Поиграл пятаком, да и за щеку, как говорили у нас в Орле уличные мальчишки. Абер ты постой, Стаканыч, не егози, — остановил он суфлера. — Мне, брат, это все равно…
— И не боишься, дедушка? — спросил вдруг неожиданно для самого себя с жадным любопытством Стаканыч.
— Ни чуточки. Наплевать!.. Гнусно мы с тобой, братец, нашу жизнь прошлепали! Это вот плохо… А бояться — чего же? «Таков наш жребий, всех живущих, — умирать». Ты не думай, Стаканыч, и тебе недолго ждать своей очереди.
Дедушка говорил эти страшные слова со своими обычными передышками, таким слабым и безучастным голосом, с таким равнодушным выражением усталых, запавших глаз, что казалось, будто внутри его говорила старая, испорченная машина.
— Так-то вот, Стаканыч. Рождение человека — случайность, а смерть — закон. Но ты был все-таки добрый малый и самый замечательный из суфлеров, каких я только встречал в своей большой и дурацкой жизни. Знакомы мы с тобой без малого лет сто, и никогда ты не был против меня жуликом. Поэтому я хочу тебе сделать презент. Возьми, брат, себе на память портсигар… вот он на столике… бери, бери, не стесняйся… Портсигар хороший, черепаховый… теперь таких больше не делают. Антик. Была на нем даже золотая монограмма, абер украли где-то, а то, может быть, я и сам ее потерял или того… как его… продал. Возьми, Стаканыч.
— Спасибо, дедушка… Только напрасно ты все это…
— Ну, ну, ну, чего там!.. В нем еще лежит мундштук пенковый. И мундштук возьми. Хороший мундштук, обкуренный…
Стаканыч вынул мундштук, повертел его и вздохнул.
— Спасибо, дедушка. Штучка великолепная. А у меня вот был тесть брандмейстер, знаешь, старого закала человек, из кантонистов. Так он давал пенки обкуривать своим пожарным. Совсем черные делались.
— Очень просто, — равнодушно согласился дедушка. — Так бери, Стаканыч, и мундштук. Все-таки когда-никогда вспомнишь товарища. А вот только о чем я тебя попрошу. Тут останется после меня разная хурда-мурда… одеялишко, подушки и из платья кое-что… Конечно, рухлядь, абер на худой конец все рублей пятнадцать дадут.
— Да? — выжидательно произнес суфлер.
— Жду я, видишь, не приедет ли внучка. Писала она мне письмо. Так отдашь ей. Путь не близкий, больших денег стоит.
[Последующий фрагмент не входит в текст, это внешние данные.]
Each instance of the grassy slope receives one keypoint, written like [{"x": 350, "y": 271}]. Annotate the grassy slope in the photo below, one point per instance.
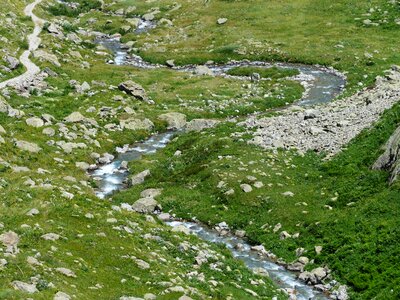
[
  {"x": 305, "y": 31},
  {"x": 309, "y": 31},
  {"x": 359, "y": 234},
  {"x": 274, "y": 28}
]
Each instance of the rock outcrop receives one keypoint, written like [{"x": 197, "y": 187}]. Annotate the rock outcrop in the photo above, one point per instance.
[
  {"x": 328, "y": 128},
  {"x": 390, "y": 159}
]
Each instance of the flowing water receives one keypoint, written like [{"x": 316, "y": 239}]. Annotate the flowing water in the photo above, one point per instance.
[
  {"x": 322, "y": 84},
  {"x": 282, "y": 277},
  {"x": 112, "y": 177}
]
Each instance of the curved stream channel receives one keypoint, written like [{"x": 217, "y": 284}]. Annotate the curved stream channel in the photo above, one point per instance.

Оба помолчали. Дедушка поиграл пальцами по одеялу и протянул суфлеру руку:
— Ну, а теперь того… прощай, Стаканыч. Полежу, подумаю…
— Священника бы? — нерешительно предложил Стаканыч.
— Абер… оставь. Был у нас в Крыжополе парикмахер Теофиль… из хохлов. Так он все говорил: обойдется цыганское веселье без марципанов. Чудак был человек. Смешно мне всегда это бывало, Стаканыч, что как ни парикмахер, так самый строгий театральный критик… Эх, Стаканыч, помнишь Тамбов? Конские ярмарки? Смольскую? Гусаров? Много, брат, мы с тобой пережили, абер все впустую, и все это мне теперь кажется, точно старая-престарая повесть… Ну, иди, иди, брат…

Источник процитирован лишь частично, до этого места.